Mine came with a very rough front panel and as others may be interested
in either restoring equipment panels or making panels for home brew
projects, I describe below how I went about restoring the panel markings.
It turned out to be (I think) a good result, was easier to do than I
expected and the technique may be quite useful when making professional
looking panels for homebrew projects.
The front panel had a number of dings and chips and was quite
marked and faded. The original painted markings were very
faint and in some cases nearly rubbed off entirely.
You can just see the original markings on the panel.
The original markings were white paint. (click for full
I initially thought I might be able to paint the markings back
on by hand and as an experiment I tried using a 'liquid paper'
pen. I overestimated my handwriting skills - the results
looked pretty bad. (The images here were obtained by scanning
the panel in a flatbed scanner - these ultimately were used to
make a screen printing stencil).
I wondered about the possibility of making some sort of decal
as I understand these can be printed using a laser or inkjet
printer.
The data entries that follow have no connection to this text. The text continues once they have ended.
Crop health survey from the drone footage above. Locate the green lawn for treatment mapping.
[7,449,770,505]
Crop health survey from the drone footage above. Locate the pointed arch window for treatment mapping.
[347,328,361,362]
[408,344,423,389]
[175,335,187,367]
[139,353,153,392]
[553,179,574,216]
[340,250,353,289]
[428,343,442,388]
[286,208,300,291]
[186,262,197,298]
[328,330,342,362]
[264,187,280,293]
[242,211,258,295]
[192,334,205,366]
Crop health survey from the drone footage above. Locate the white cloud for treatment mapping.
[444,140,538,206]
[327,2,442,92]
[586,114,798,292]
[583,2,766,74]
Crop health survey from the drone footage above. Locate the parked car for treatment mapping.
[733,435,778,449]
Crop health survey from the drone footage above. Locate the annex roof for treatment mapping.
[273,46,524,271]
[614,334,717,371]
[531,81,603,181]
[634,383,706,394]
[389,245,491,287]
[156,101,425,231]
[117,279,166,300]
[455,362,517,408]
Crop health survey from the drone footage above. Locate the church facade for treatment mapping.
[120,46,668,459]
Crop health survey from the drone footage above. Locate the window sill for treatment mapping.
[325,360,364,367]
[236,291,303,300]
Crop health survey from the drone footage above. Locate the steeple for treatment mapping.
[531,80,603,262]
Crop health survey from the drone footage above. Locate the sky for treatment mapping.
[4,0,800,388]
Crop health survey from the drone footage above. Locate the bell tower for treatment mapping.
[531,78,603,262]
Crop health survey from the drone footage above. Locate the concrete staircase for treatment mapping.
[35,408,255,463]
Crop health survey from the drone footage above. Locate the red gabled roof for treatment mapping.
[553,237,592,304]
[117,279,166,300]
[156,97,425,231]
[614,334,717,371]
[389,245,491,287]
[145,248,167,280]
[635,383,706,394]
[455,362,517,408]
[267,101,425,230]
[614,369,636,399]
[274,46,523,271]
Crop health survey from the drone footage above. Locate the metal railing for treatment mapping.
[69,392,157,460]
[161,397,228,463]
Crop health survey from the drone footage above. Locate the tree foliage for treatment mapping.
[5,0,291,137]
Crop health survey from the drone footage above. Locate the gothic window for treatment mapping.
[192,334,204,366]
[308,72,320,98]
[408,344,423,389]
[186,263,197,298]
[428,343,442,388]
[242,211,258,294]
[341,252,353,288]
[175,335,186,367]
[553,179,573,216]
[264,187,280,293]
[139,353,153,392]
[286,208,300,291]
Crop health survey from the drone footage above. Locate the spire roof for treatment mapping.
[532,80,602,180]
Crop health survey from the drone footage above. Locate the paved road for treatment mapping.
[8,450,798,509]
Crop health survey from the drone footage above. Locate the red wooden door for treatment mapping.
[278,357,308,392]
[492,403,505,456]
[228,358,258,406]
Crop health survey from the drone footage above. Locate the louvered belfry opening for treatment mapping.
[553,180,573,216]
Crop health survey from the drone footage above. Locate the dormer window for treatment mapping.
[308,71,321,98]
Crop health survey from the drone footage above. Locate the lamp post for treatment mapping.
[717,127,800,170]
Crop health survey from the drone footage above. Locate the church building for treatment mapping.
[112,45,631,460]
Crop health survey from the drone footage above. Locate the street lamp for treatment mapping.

The panel writing though is white and printers don't
print white so this seems not a viable option (plus wouldn't really look
How did they originally mark the panel? - surely they
weren't hand painted on every radio (and if they were the
person who did the painting was very very good!).
I assume they must have screen printed the lettering so
wondered if I could do the same...
I went to an artist supplies shop in Sydney and asked about screen
printing and promptly walked out several minutes later clutching:
some screen material
some mitred wooden battens to make a frame
some light sensitive screen printing emulsion (Speedball
Diazo Photo Emulsion)
a thingy for smearing the paint
some acrylic white paint
(Yes - the salesman was pretty good!)
I assembled the frame,
stapled the screen material to it (and then dropped it, it
fell across a metal case, tearing the screen, so revisited the
art supply shop, bought more material and remade the screen)
and then went about preparing the stencil.
I scanned the panel using a flat bed scanner and then
proceeded to edit the images using an image editor (I used Gimp) and
added the appropriate text labels over the top of my liquid paper
I then reversed the image and blew the contrast up to get a
black and white image of black text on a clear background.
I then printed this onto overhead transparency sheets (make
sure you use ones designed for use in a laser or inkjet
printer depending on what you use!). The panel required 2 transparency
sheets as it is quite big so I joined them together with masking tape
around the outside
Next step I coated the screen with the photo emulsion and
let it dry. (Made a mistake here - I used way too much emulsion and when
it dried it had lots of blobs/drips where the emulsion was not actually
dry). I then placed the transparency on the screen and exposed it under a
floodlight for about 15 minutes. I then used a hose with a spray nozzle
to wash away the unexposed emulsion. In this case the blobs were not dry
and washed away as well leaving a stencil with a large number of big
'bubbles' all over it. All very artistic but not very useful. The
lettering though, where it did appear, was good enough to encourage me to
This time I used a much smaller amount of emulsion, redid the
exposure and washed out the unexposed bits and got the screen
I had by now stripped and straightened the panel and repainted it (the
local hardware shop colour matched the old paint on the panel by using a
section of good paint that had been covered with a screwed on
I put the panel under the screen, squeezed a line of
paint at one end of the screen, used the paint smearing thingy to wipe
the paint across the screen and presto! - I got the result below:
(Click for full size
As a final step I sprayed the panel with some clear varnish.
Things I learnt that may help:
- Don't use too much photo emulsion when painting the screen
- Don't drop your screen against anything sharp!
- During the printing phase, make sure you get an even spread of
paint before smearing it (or do 2 swipes) otherwise some of the
lettering in some places may be faint. I had to redo the first swipe
and this meant laying the screen exactly back where I put it originally
- I had made a simple hinged frame so it worked in this case (very
minor fuzziness on some letters near the bandpass switch but still
looks pretty good but I probably should have wiped the panel of paint
and redone it again to get a 'perfect' result)
- It was easier than I thought and the result with a bit of practice
will potentially look very very slick!